Disponible depuis 2023, il n'a encore jamais utilisé jusqu'ici. Il donne beaucoup de pouvoir à la Commission pour restreindre ou retirer, avec l'accord des États membres, les autorisations et les licences d'entreprises de pays tiers ou leur accès aux marchés publics européens. Il permet de viser des services ou des entreprises en particulier, comme les géants du numérique, comme Meta, Amazon ou X.
La Commission envisage toutes les options, sans dire si elle s'apprête à faire usage de cet instrument. "La question est aussi de savoir s'il y a une majorité d'États membres pour supporter cette option", interroge le chercheur de Bruegel. On pourrait avoir une idée du point de vue des uns et des autres, lors de la réunion des ministres européens du Commerce, lundi, à Luxembourg. Autre problème : sa mise à feu est lente, de l'ordre de plusieurs mois, rappelle Yves Melin.
Contraindre Washington au dialogue
"Il n'est pas trop tard pour répondre aux préoccupations par les négociations", a plaidé la présidente von der Leyen, jeudi matin. "Les représailles sont un moyen, pas une fin en soi. Elles doivent servir d'incitation au dialogue, et nous mettre en position de force", souligne-t-on dans les coulisses européennes.

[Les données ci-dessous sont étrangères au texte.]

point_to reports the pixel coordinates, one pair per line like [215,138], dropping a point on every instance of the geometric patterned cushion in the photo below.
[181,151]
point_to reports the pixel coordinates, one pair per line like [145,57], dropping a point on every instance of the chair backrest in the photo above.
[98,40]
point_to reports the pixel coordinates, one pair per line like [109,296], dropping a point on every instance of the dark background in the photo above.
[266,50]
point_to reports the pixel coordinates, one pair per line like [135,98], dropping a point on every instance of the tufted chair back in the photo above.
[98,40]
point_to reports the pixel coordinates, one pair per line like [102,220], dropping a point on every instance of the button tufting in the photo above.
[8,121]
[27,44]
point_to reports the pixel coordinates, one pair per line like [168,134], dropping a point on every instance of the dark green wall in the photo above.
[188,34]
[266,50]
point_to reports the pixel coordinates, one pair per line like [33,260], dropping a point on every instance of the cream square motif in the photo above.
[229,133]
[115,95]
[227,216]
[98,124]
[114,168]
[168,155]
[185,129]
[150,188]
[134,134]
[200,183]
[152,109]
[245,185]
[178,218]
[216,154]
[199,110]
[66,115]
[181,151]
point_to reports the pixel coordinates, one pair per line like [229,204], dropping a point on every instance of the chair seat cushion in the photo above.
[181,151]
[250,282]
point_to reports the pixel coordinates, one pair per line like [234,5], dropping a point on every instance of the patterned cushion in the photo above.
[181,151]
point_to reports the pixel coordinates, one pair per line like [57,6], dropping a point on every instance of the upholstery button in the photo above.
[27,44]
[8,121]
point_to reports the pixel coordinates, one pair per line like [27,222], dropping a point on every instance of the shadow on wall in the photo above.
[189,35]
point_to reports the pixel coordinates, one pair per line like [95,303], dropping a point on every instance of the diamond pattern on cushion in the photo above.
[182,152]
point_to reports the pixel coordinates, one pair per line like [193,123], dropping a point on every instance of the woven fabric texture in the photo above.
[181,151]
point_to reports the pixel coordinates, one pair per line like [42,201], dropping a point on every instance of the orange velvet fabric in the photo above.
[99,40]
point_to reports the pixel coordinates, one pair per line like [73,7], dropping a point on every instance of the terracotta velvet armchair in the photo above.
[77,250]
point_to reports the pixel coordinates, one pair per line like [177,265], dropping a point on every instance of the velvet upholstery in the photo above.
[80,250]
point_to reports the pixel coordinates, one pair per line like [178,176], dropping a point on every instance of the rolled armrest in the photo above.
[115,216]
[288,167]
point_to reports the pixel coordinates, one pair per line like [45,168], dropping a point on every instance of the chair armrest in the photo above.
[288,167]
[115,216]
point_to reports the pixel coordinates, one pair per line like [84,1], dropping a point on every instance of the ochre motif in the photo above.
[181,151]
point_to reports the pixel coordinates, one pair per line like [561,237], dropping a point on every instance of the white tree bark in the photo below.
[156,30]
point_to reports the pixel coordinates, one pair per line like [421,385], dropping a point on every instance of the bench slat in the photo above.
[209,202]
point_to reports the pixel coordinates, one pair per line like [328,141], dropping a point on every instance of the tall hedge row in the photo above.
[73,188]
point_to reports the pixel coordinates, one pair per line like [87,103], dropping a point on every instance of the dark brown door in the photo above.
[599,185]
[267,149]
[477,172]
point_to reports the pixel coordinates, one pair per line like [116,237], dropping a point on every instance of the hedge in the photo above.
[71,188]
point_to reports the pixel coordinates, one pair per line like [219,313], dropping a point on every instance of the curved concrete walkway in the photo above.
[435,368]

Selon Yves Melin, "cela va être un processus de négociation où les Européens vont faire savoir aux États-Unis tout le mal qu'ils peuvent leur faire, en disant que ce n'est pas leur souhait". Niclas Poitiers ajoute : "Quand on entre dans une négociation, il faut avoir quelque chose à offrir à l'autre partie. Cela pourrait être de mettre un terme aux mesures de rétorsion".
Le commissaire européen au Commerce, Maros Sefcovic, qui s'est déjà rendu deux fois à Washington, devrait avoir un contact avec son homologue américain Howard Lutnick, ce vendredi. L'UE est prête à parler, mais de quoi ? Et les États-Unis sont-ils prêts à dialoguer ? L'une des visées des mesures américaines est d'obtenir des tarifs plus bas de la part de l'Union, bien que le taux effectif ne soit, déjà, que de 1,2%. L'UE pourrait proposer des droits de douane sur les voitures américaines de 10 à 2,5 %, s'engager à acheter (encore) plus de GNL et d'armes aux États-Unis, leur dire qu'elle est prête à œuvrer pour une approche commune vis-à-vis de la Chine. "Trump est allé tellement loin que c'est difficile de voir comment cela pourrait se conclure de façon raisonnable juste en proposant d'acheter pour quelques milliards de GNL supplémentaire", tempère Niclas Poitiers. Yves Melin estime que les Européens peuvent nourrir l'espoir de voir les tarifs à 10 %, mais pas au-delà, parce que l'administration Trump veut faire des droits de douane une source de revenus.
L'administration Trump fait aussi pression pour que l'Europe lâche du lest sur les réglementations sanitaires, phytosanitaires, numériques, environnementales… qui déplaisent aux entreprises américaines. "La législation européenne n'est pas négociable", gronde Bernd Lange.
Le travail sera sans doute de très longue haleine. "C'est impossible de prévoir comment la situation va évoluer. Les États-Unis commencent des négociations avec peut-être une vingtaine de pays du monde, Ça peut prendre des années", avertit Yves Melin.